Yo Yo weather and Yo Yo river level is not a good combination for "catching', but the fishing part is just fine. The 'quest' I think is what makes most anglers go fishing even when they know it's a long shot on catching. Will see what the swamp near Smokehouse holds tomorrow. Got some Alabama crappie minnows when I made a run up to the Humminbird factory a few days ago. Will see if they work in Florida waters. My snowbird buddy has some Kansas homemade jigs that might work too. We will go find out. Want to see if my 'birds' work any better anyway.


----------



## onemorecast (Feb 16, 2009)

Good luck on your efforts


----------



## FishWalton (Jul 22, 2010)

Not surprised....but it's not particular fun to get skunked! Our sojourn out of Smokehouse this morning went according to plan so far as location was concerned. The water level was high enough to access Inside Lake via River Shannon. We went way way back into the swamp, found the deep holes we were looking for, and did not see a fish on the Humminbirds. We fished a few spots 'just because' we were there. Only thing we saw was coyote swimming through the swamp...first though it was a pig. He was maybe 75 ft from us. It must be a mile to dry land from where we were.

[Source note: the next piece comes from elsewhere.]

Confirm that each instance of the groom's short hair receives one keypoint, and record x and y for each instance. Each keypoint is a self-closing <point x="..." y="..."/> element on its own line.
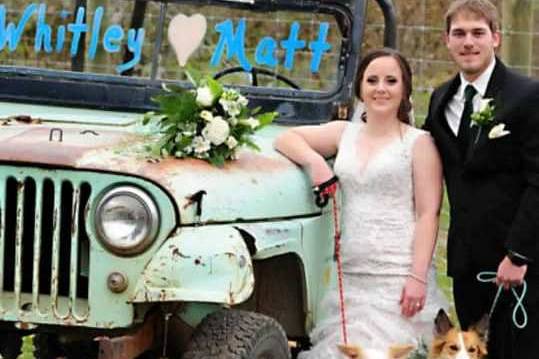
<point x="481" y="8"/>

After this safari we motored down to Big Sister looking for better water. Went almost to Steel Field. Found better water but still somewhat stained. One area had a lot of scattered fish which we fished hard. Partner had a rod almost pulled out of boat and that was it. The bite was not a crappie. If you know where the 35 ft water is that's where we were. Fish were holding between 10 and 28 ft, scattered. Water is still coming out of the swamp in Big Sister. Several of these little spillways should have had fish nearby but we could not find any.

Called it a day about noon and headed to the landing. Found one boat fishing in the Smokehouse run which had launched after us. They had a nice mess of big bream and shellcrackers caught fishing deep with worms using a bobber. 

After lunch at Bruce Cafe my partner headed to his condo on the beach and I headed to 7 Runs to check it out for later this week. 7 Runs Creek in perfect condition. Not sure about Dead River but my guess is it's in good shape with the Caryville gauge showing 7 ft. At 2:30 there were 7 rigs in the lot
No way to tell if they were fishing or hunting.


----------



## basnbud (Jul 20, 2011)

No way to tell if they were fishing or hunting. 

no dog boxes?


----------



## FishWalton (Jul 22, 2010)

*dog box*



basnbud said:


> No way to tell if they were fishing or hunting.
> 
> no dog boxes?



No boxes, but have seen a couple in the past.


----------